In an order based on a 2-1 decision, a three-judge panel overturned a May 21 refusal by the Shiawassee County Circuit Court to issue a preliminary injunction that would have stopped Karl Manke from cutting hair.

Judge Matthew Stewart said the state failed to demonstrate that Manke — who has become something akin to a folk hero among opponents of the stay-home order — posed an imminent threat to public health or safety by continuing to give haircuts.

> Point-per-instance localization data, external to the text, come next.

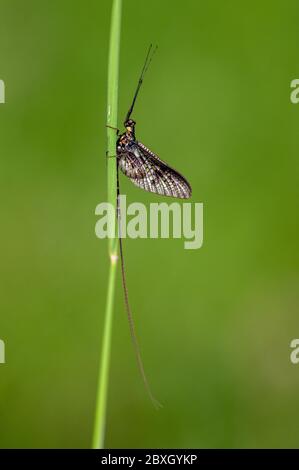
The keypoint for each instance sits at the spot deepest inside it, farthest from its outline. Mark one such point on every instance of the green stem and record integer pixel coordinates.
(112, 102)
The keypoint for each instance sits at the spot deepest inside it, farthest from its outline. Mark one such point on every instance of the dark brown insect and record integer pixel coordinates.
(147, 171)
(144, 168)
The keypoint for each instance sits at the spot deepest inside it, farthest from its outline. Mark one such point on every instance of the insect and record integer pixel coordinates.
(147, 171)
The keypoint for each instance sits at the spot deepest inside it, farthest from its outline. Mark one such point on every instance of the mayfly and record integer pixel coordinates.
(147, 171)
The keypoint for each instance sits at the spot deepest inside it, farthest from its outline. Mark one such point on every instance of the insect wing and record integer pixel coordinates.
(147, 171)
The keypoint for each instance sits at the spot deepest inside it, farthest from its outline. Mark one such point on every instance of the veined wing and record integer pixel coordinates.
(147, 171)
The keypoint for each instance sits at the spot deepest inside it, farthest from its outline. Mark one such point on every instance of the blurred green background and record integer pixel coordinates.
(214, 324)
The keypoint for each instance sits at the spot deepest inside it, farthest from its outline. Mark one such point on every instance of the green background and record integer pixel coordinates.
(214, 324)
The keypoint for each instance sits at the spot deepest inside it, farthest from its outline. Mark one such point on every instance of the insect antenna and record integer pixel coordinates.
(128, 308)
(147, 62)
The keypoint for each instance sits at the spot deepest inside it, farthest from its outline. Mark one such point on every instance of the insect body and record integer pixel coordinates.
(146, 170)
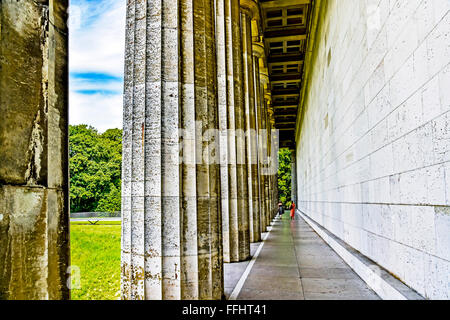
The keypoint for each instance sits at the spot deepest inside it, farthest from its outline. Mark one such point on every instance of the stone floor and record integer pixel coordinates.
(296, 264)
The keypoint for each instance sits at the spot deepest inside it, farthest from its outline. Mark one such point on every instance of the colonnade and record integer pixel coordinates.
(199, 149)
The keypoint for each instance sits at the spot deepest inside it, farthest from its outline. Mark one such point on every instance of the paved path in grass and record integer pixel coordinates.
(296, 264)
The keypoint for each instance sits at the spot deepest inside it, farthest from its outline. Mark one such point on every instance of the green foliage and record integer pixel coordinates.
(95, 260)
(284, 176)
(95, 169)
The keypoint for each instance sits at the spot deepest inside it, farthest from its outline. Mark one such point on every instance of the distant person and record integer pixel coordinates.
(280, 209)
(292, 210)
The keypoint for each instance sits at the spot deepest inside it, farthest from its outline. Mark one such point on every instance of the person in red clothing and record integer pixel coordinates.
(292, 210)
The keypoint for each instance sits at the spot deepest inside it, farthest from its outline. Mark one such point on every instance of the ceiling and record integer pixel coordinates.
(285, 25)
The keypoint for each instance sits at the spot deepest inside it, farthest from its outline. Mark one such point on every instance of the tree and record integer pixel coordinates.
(284, 176)
(95, 169)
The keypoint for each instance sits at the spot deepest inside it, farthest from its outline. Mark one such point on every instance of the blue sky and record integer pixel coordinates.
(96, 51)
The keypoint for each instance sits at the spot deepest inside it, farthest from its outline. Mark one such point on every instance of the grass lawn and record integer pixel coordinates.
(95, 250)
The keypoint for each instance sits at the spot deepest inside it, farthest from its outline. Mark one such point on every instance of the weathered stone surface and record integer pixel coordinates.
(34, 250)
(372, 140)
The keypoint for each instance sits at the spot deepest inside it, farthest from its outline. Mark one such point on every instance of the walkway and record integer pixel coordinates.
(296, 264)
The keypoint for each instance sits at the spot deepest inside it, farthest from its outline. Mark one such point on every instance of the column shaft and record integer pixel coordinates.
(34, 194)
(171, 222)
(250, 113)
(240, 125)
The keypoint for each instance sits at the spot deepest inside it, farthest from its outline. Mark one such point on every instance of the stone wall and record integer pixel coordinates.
(373, 141)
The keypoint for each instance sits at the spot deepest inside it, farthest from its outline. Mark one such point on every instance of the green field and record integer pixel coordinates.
(95, 250)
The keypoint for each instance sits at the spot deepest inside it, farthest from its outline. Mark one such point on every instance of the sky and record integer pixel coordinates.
(96, 62)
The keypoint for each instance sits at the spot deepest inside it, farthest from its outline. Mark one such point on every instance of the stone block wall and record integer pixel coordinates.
(373, 141)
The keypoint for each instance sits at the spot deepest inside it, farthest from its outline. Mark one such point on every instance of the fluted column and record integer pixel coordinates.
(293, 176)
(264, 161)
(249, 10)
(34, 186)
(226, 65)
(234, 46)
(171, 221)
(258, 56)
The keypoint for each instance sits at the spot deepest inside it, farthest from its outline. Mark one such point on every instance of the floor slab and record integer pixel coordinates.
(296, 264)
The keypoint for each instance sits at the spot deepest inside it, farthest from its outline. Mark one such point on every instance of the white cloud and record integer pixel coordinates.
(100, 111)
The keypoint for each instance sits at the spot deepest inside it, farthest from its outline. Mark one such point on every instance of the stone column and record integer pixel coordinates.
(171, 218)
(34, 194)
(264, 82)
(258, 55)
(293, 176)
(226, 93)
(249, 10)
(235, 58)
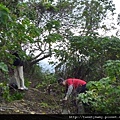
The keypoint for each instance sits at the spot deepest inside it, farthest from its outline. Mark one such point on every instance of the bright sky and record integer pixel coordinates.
(117, 6)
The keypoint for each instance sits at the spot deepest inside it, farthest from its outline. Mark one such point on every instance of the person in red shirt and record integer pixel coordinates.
(73, 84)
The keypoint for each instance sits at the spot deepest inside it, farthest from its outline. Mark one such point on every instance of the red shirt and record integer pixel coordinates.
(75, 82)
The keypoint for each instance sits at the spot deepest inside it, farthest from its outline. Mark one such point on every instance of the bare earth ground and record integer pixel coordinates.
(35, 101)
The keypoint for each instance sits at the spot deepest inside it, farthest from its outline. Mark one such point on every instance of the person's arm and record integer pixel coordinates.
(69, 91)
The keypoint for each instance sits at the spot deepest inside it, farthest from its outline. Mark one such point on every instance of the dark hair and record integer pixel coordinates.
(60, 80)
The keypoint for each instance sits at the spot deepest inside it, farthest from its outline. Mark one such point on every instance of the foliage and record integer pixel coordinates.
(16, 95)
(103, 95)
(3, 67)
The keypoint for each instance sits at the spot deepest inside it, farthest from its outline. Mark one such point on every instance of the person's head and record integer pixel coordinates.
(61, 81)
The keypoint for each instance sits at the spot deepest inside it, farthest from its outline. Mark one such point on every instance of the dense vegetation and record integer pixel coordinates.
(69, 31)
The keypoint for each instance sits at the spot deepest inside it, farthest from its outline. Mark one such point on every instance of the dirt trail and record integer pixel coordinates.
(35, 101)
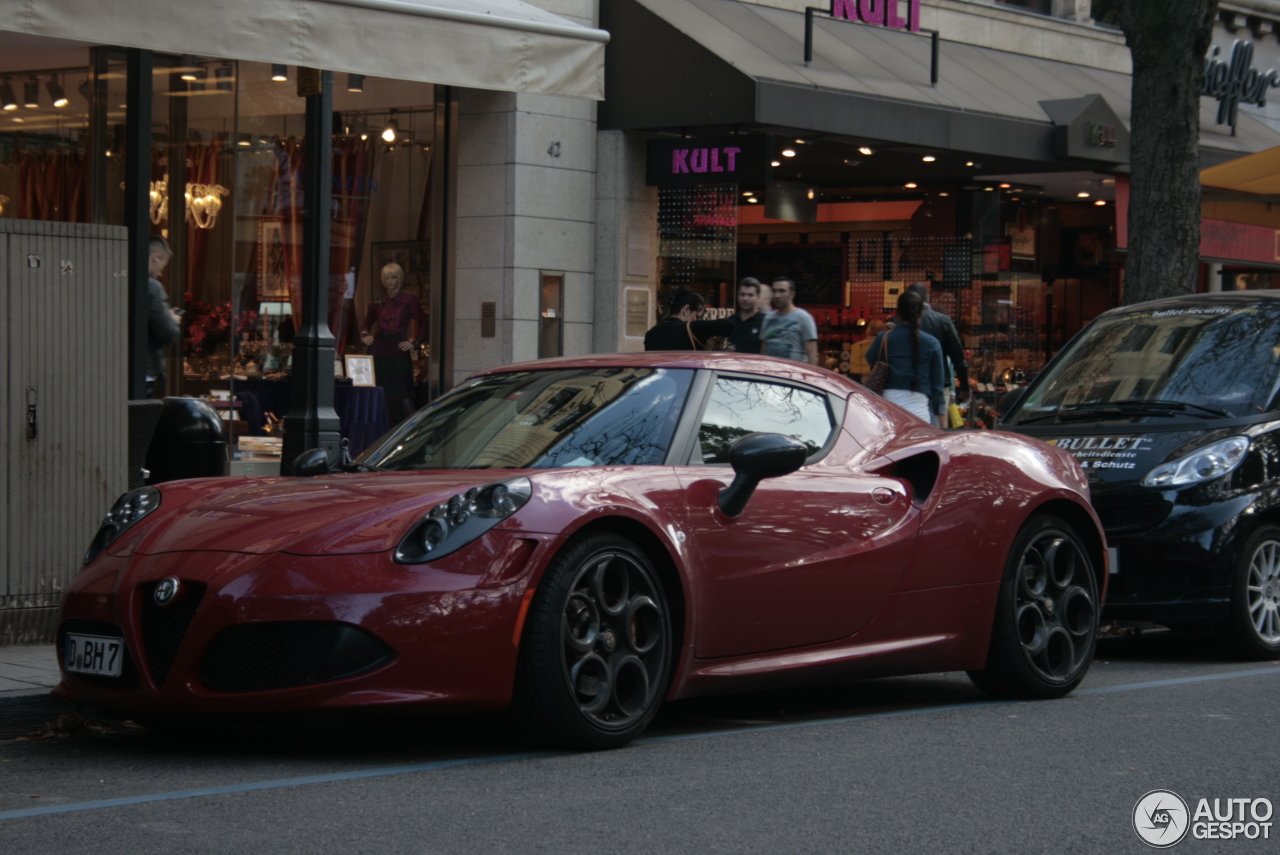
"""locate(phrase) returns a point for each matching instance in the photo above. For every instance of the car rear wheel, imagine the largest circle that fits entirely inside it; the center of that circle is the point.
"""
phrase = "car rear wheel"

But the Michigan Court of Appeals sent the case back to Stewart to issue a preliminary injunction against Manke “to immediately cease all operations.”

“Uncontroverted evidence clearly revealed that COVID-19 is a highly communicable illness,” said the majority opinion signed by Judge Stephen Borrello, who was joined by Judge Amy Ronayne Krause.

“Uncontroverted evidence revealed that COVID-19 is spread by infected persons showing no symptoms that could serve to warn others of the possibility of infection,” and “clearly revealed that COVID-19 can be spread from person-to-person quickly and reach people separate from an area of contamination.”

Borrello was appointed to the court by former Democratic Gov. Jennifer Granholm in 2003. Krause was also a Granholm appointee, in 2010.

Judge Brock Swartzle, a 2017 appointee of former Republican Gov. Rick Snyder, agreed with part of the majority opinion but dissented on a key issue.